Ruias Bend To Minority-asan

The Ruia family is the promoter group for the privately held, debt-laden, non-performing asset Essar Steel. Hence, it cannot bid for the company, currently in insolvency proceedings, as per clause #4.

And so it devised a Mauritius-based special purpose vehicle, Numetal, in which Rewant Ruia, son of Ravi Ruia, has but a minority stake. The majority is held by Russian bank VTB. Numetal has bid for Essar Steel.

The Ruias claim to have no promotership, no control, no management of Numetal.

Now check Numetal by all the main ineligibility clauses 1, 2, 3 and 4.

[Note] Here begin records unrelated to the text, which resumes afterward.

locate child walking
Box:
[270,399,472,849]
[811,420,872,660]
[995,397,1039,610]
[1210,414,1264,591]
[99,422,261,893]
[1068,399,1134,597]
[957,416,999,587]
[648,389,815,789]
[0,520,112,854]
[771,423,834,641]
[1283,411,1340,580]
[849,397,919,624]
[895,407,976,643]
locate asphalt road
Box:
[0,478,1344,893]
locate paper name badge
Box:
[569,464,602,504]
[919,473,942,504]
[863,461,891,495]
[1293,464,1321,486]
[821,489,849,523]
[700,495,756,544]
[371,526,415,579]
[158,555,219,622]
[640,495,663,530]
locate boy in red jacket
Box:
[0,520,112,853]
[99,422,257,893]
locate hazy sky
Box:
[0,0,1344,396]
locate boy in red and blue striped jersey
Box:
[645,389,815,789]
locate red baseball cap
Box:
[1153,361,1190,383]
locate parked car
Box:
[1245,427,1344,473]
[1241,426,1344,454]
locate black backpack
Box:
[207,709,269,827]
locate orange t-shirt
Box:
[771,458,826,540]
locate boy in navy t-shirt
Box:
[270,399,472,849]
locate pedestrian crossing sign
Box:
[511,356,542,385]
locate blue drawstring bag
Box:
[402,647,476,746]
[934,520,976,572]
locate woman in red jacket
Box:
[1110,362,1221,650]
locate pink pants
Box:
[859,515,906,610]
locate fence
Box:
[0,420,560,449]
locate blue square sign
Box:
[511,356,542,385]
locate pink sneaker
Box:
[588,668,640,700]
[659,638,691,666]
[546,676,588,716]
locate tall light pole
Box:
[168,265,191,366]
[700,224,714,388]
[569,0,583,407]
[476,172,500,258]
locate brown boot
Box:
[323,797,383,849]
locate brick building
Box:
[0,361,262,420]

Not an indischarged insolvent or wilful defaulter.
Nor is it an account classified as NPA.
Nor is it a promoter or in management or control of a corporate debtor that is an NPA.

All clear.

Now check Numetal by the connected person clauses. Replace ABC with Numetal and OPC with the Ruias so as to check its connectedness with the Ruia family.

The Ruias, thanks to Rewant’s minority position, are not promoter or in managment or control of Numetal.
Nor will the Ruias be promoter or in management or control of Essar Steel during the implementation of the resolution plan.

This puts the Ruias in the clear, or so they hope. The question is are there any side agreements or arrangements that allow them to regain control of Essar Steel after the resolution plan is implemented? If not, what do they gain by Rewant’s minority position?

Numetal’s Comment
Numetal is a fully eligible resolution applicant and has already submitted its plan for Essar Steel. Rewant Ruia holds an indirect minority interest in Numetal, but is neither its promoter, nor is he in management or control of Numetal. He will also not have any role in the management of Essar Steel. Accordingly, his indirect minority interest is of no relevance as regards eligibility of Numetal.
- Spokesperson

Jindal To Try Disassociation-asan

Sajjan Jindal-promoted JSW Steel has bid for three of the five steel assets on the IBC block. Monnet Ispat & Energy Ltd., Bhushan Steel Ltd. and Bhushan Power and Steel Ltd. It’s the only bidder for Monnet and hence may hope to have a high chance of success. Wait.

Filial connections may play spoiler. Sajjan Jindal’s sister Seema is the wife of Sanjay Jajodia, promoter of Monnet Ispat. Now there’s no denying that JSW Steel is a separate commercial entity and legitimate competitor in the industry, and yet some may argue it could be rendered ineligible.

Go back to the ABC, OPQ illustration and replace them with Sajjan Jindal and Seema Jajodia, respectively. As explained, if ABC is connected to, say OPQ, and OPQ meets any of the ineligibility criteria, then ABC too stands ineligible.

Seema Jajodia and Sajjan Jindal are “related parties”, making the two “connected” under the IBC.

Seema Jajodia is not eligible to bid for Monnet Ispat as she is one of the promoters of the NPA, violating clause #4. Will that will infect Jindal and JSW’s eligibility?

Jajodia attempted to remedy the situation in advance when in January she gifted away her Monnet Ispat shares and the company issued a statement on her behalf saying “she was not involved in the formation, management, and control of the company from inception and her classification of promoter was incidental to her minuscule holding in the company”.

Jajodia said “she has desired to be disassociated as or from promoter group of the company immediately”.

But will that be enough distance between Monnet, her, Jindal and JSW?

JSW Steel’s Comment
We believe that we are qualified resolution applicant as per provisions of IBC 2016 and the amendments thereto.
- Spokesperson

The next few weeks will reveal if these contortions help these promoters and their companies or leave them in knots.